O Amazonas registrou um aumento expressivo no número de ações trabalhistas em 2026. Dados do Tribunal Regional do Trabalho da 11ª Região apontam que, entre janeiro e maio deste ano, foram protocolados 54.216 processos, um crescimento de 13,6% em relação ao mesmo período de 2025, quando foram contabilizadas 47.709 ações.
O levantamento revela que os conflitos envolvendo o encerramento do vínculo empregatício continuam liderando as demandas na Justiça do Trabalho.
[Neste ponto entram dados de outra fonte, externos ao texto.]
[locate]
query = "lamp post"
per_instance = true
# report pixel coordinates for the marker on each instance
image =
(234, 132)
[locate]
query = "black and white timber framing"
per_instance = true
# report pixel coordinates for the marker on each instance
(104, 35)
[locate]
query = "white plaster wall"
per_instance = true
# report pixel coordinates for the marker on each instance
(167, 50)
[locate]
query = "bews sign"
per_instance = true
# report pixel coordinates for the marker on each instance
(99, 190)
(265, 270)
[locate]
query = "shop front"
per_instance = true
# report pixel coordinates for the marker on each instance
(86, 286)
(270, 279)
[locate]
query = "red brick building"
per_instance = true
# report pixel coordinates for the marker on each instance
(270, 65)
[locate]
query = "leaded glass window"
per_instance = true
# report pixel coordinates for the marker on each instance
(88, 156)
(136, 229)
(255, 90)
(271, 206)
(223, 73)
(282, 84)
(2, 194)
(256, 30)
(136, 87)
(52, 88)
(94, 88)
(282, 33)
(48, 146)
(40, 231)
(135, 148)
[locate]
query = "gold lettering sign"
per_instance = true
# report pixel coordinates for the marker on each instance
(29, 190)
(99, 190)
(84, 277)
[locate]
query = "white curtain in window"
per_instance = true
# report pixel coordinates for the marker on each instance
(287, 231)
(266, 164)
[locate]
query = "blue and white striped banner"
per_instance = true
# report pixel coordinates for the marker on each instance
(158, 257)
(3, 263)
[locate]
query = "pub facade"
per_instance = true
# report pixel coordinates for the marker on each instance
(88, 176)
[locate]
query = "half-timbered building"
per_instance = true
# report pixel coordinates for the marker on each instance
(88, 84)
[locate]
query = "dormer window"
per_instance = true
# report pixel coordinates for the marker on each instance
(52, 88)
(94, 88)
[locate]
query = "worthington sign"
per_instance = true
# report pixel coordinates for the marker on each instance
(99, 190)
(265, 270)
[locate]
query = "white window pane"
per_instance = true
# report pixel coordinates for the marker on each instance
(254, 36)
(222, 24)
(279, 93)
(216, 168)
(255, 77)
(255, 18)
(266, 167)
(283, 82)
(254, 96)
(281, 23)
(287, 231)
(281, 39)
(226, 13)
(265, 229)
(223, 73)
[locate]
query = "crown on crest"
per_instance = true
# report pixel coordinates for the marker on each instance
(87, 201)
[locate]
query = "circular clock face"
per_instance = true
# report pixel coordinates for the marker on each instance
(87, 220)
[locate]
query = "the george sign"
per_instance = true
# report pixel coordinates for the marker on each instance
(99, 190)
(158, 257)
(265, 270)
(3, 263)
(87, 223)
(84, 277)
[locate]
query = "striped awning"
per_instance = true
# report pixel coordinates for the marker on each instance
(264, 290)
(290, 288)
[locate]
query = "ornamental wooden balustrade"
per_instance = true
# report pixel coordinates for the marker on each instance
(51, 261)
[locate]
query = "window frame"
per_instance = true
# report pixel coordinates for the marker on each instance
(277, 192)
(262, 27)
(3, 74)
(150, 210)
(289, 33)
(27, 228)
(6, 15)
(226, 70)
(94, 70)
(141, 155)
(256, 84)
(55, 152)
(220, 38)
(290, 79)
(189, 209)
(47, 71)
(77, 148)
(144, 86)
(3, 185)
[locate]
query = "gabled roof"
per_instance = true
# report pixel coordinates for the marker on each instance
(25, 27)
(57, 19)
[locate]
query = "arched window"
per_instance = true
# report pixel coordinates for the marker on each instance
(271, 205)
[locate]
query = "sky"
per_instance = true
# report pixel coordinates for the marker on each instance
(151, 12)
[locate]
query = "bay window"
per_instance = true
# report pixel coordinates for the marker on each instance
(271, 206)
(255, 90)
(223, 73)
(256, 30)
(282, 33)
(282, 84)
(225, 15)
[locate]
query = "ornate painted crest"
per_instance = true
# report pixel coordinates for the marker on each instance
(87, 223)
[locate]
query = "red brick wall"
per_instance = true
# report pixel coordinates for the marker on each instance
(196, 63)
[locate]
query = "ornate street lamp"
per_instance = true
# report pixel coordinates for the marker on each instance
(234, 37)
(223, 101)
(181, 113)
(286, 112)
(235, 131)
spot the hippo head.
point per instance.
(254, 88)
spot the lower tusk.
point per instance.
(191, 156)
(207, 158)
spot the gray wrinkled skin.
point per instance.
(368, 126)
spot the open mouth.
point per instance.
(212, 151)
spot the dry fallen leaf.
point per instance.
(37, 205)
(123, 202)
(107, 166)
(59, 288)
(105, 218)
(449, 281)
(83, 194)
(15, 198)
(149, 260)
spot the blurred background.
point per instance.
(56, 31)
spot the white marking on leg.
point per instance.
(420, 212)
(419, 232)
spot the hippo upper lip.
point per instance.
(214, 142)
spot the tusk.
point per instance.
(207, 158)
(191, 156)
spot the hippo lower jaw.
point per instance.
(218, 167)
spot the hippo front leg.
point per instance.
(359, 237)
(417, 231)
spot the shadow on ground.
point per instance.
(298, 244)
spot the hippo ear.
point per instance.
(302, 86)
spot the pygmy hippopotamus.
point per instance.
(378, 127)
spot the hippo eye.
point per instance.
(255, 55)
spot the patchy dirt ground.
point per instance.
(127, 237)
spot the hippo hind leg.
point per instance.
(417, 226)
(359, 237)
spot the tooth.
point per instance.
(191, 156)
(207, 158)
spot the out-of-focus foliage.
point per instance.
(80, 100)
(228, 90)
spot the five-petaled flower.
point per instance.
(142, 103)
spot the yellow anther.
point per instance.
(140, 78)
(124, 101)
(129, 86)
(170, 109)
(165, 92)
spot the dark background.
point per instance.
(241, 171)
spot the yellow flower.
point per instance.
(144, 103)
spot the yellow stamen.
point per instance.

As verbas rescisórias aparecem como o principal motivo das ações, representando 20% dos processos. Na sequência estão os pedidos de rescisão indireta (17%), indenização por danos morais (14%), FGTS (13%), multa de 40% do FGTS (12%), reconhecimento de vínculo empregatício (12%) e horas extras (12%).
Para o advogado trabalhista Luis Felipe de Azevedo Araújo, muitas das ações refletem problemas recorrentes enfrentados pelos trabalhadores, como atrasos salariais, falta de pagamento das verbas rescisórias, ausência de registro em carteira e irregularidades na jornada de trabalho.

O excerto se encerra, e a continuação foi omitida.